At the top of the cul-de-sac, she stopped again. “Look at the worms, Mommy!” She bent down to try to pick up the pink worm from the wet sidewalk. “It’s really squirming,” she said, but in a moment she cradled it in her palm as she dropped it gently into the grass.
“Oh, look! There’s another one!” As she bent to pick that one up, I surveyed the sidewalk and the adjacent few feet of street. Worms and worms and worms.
“There’s more over here,” I said.
“Where?” she asked, looking up with the worm squirming between her fingers.
“Everywhere,” I said, indicating with my hand a worm-filled three-foot radius around us.
“I don’t want any of these worms to dry out in the sun,” she said.
I looked at the grey sky and felt again the chill of the mist on the back of my neck. I pulled the hood of my fleece up over my ball cap, the one emblazoned with the name of my alma mater.
“I don’t think there’s much risk of that today,” I said.
My daughter, unmoved, continued saving worms.
“They’ve got that band on them,” I said. “What’s the band for again?” My daughter looked up from the worm she was trying to save at the worms I was pointing at.
“It’s called the saddle. It’s for reproduction.” Then, just to make sure I understood she added, “for mating with other worms.”
“Oh, yeah. I thought it was something like that.” Standing over my daughter as she squatted over a worm, I felt my feet in my sneakers and tucked my chilly fingers into my sleeves.
“Come on, little guy,” she said to the worm that was squirming into curls every time she tried to touch it. “This one doesn’t want me to catch it,” she said to me.
“It’s afraid you’re a robin,” I said. She stood up and held out her hand.

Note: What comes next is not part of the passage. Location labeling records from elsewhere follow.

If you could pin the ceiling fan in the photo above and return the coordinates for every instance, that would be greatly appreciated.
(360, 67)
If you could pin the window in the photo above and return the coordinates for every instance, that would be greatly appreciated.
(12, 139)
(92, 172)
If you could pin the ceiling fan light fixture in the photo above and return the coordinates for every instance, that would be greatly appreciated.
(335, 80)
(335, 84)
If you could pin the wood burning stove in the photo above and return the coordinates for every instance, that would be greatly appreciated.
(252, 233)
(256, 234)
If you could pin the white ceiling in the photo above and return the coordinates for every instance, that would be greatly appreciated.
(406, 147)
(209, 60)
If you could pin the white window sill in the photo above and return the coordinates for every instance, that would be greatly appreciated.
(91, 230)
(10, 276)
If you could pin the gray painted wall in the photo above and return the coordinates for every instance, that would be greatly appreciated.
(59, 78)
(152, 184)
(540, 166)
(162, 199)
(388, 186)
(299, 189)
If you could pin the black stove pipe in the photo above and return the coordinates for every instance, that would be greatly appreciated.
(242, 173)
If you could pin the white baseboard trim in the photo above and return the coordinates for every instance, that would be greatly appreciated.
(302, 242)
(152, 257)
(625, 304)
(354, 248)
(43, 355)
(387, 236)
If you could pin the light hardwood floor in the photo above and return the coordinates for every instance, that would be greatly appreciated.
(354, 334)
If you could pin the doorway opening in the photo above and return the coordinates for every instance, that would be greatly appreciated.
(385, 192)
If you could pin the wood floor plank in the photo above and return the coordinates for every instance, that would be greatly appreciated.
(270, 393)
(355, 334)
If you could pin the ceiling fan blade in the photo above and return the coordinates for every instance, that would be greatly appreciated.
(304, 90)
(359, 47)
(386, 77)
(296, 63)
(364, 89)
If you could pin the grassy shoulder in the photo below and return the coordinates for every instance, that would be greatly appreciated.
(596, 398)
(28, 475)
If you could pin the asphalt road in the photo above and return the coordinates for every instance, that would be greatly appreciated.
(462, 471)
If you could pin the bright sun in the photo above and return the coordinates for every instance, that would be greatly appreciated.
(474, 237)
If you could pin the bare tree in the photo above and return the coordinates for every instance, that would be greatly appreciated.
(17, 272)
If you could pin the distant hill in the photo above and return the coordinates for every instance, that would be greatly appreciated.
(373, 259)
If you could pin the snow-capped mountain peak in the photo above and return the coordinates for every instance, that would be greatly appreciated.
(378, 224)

“I got more slime than worm,” she said, and as she drew her fingers apart I saw the threads of worm slime trailing from them. Gossamer, I thought, and surprised myself by needing to swallow back a gag. “They make the slime to protect themselves from predators. I need to get a stick or something.” Seeing no sticks immediately she added, “or a thick piece of grass.”

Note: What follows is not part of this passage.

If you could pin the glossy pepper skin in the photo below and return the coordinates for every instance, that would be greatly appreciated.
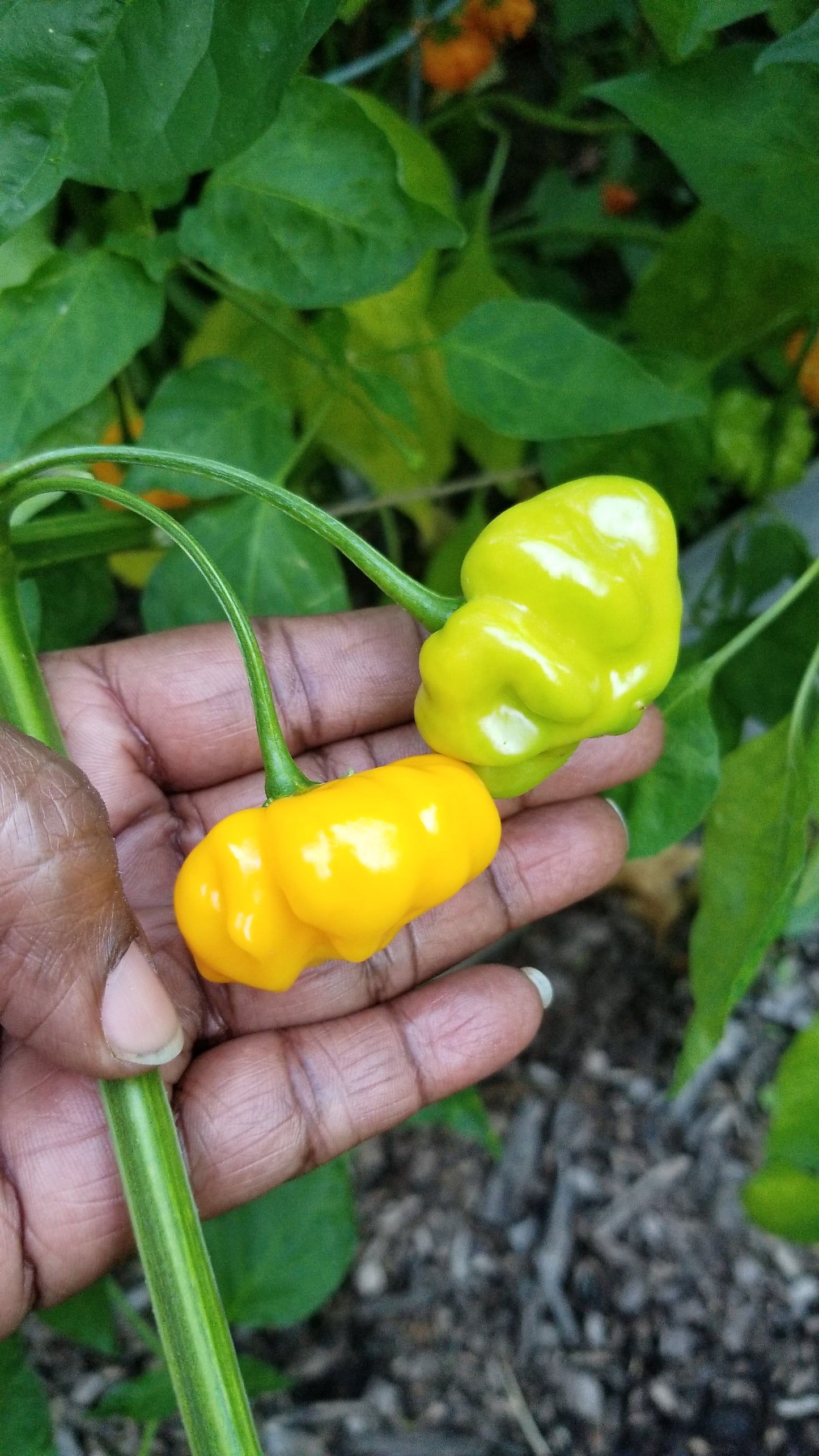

I looked around us. We were up at the newer, McMansion end of our cul-de-sac where the power lines were all underground and the yards were each an expanse of manicured lawn. No trees, so no sticks. I looked at the grass at my feet. There was a yellowed piece of something. I picked it up. It wasn’t as thick as straw, but it was a little stiffer than green grass.
“Here, try this.” I handed the not-straw to my daughter. “I don’t know if it will work…” I began, but she slid it under the worm with no trouble.

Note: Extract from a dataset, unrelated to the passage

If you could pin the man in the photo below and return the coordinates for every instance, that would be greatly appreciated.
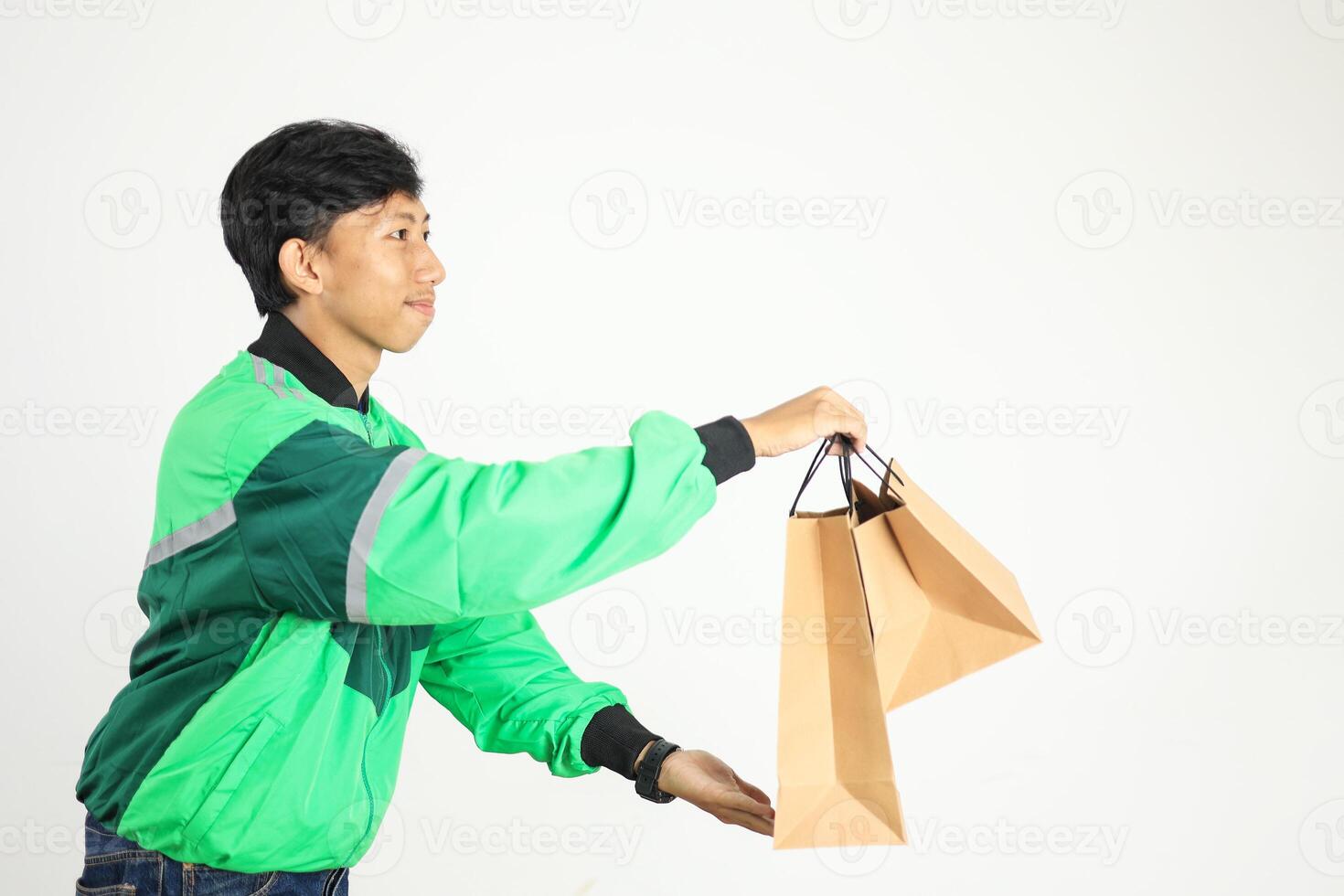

At least the worm rescue will go faster now, I thought. Maybe we could still do the rest of our walk. I thought of the brisk walk I’d envisioned this morning when I invited her out with me. I thought of the tightening of my muscles as I climbed the hills and the cool of the air as I breathed it into my lungs. Then I looked again at the expanse of worms around us.
She would save them all. And I would take a walk another day.